In an embryo-fetal development study in rats, oral administration of iptacopan during organogenesis did not cause embryo-fetal toxicity when given up to the highest dose of 1,000 mg/kg/day, which corresponds to 4-times the MRHD based on AUC.

In an embryo-fetal development study in rabbits, oral administration of iptacopan during organogenesis did not cause embryo-fetal toxicity when given up to the highest dose of 450 mg/kg/day, which corresponds to 6-times the MRHD based on AUC.

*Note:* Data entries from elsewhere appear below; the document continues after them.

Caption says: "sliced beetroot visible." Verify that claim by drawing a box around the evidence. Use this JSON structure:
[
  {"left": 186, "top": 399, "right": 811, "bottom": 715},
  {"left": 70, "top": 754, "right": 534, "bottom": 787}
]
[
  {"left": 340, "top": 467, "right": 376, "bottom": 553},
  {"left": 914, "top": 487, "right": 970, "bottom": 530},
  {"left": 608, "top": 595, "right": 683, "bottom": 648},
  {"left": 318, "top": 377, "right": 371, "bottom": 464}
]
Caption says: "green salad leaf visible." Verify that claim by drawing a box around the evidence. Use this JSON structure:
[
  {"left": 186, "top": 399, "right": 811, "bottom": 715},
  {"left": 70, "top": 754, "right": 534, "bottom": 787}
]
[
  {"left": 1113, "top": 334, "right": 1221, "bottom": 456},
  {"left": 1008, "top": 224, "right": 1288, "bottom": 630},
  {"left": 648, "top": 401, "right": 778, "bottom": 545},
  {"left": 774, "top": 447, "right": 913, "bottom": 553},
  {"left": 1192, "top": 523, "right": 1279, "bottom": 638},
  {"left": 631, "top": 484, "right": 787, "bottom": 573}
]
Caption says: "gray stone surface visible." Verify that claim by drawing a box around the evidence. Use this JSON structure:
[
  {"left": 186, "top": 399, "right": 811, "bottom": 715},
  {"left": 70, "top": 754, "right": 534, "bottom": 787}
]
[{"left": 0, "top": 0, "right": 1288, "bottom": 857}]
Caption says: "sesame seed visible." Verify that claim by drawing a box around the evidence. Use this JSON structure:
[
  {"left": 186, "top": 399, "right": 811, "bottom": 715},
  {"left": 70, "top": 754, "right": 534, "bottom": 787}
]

In a pre- and postnatal development study in rats, oral administration of iptacopan during gestation, parturition, and lactation did not cause adverse effects in offspring when given up to the highest dose of 1,000 mg/kg/day, which corresponds to 4-times the MRHD based on AUC.

     Lactation

Risk Summary

There are no data on the presence of iptacopan or its metabolites in either human or animal milk, the effects on the breastfed child or on milk production. Since many medicinal products are secreted into human milk, and because of the potential for serious adverse reactions in a breastfed child, breastfeeding should be discontinued during treatment and for 5 days after the final dose.

     Pediatric Use

Safety and effectiveness in pediatric patients with PNH, IgAN, or C3G have not been established.

     Geriatric Use

There were 29 PNH patients 65 years of age and older in APPLY-PNH and APPOINT-PNH [see Clinical Studies (14)]. Of the total number of FABHALTA-treated patients during the 24-week treatment period in these studies, 21 (20.6%) were 65 years of age and older, while 7 (6.9%) were 75 years of age and older. There were 8 IgAN patients 65 years of age and older in APPLAUSE-IgAN [see Clinical Studies (14)]. Of the total number of FABHALTA-treated patients, 3 (2.4%) were 65 years of age and older. Clinical studies of FABHALTA did not include sufficient numbers of patients 65 years of age and older to determine whether they respond differently from younger patients.

     Hepatic Impairment

The use of FABHALTA is not recommended in patients with severe hepatic impairment (Child-Pugh class C). No dose adjustment is required for patients with mild (Child-Pugh class A) or moderate (Child-Pugh class B) hepatic impairment [see Clinical Pharmacology (12.3)].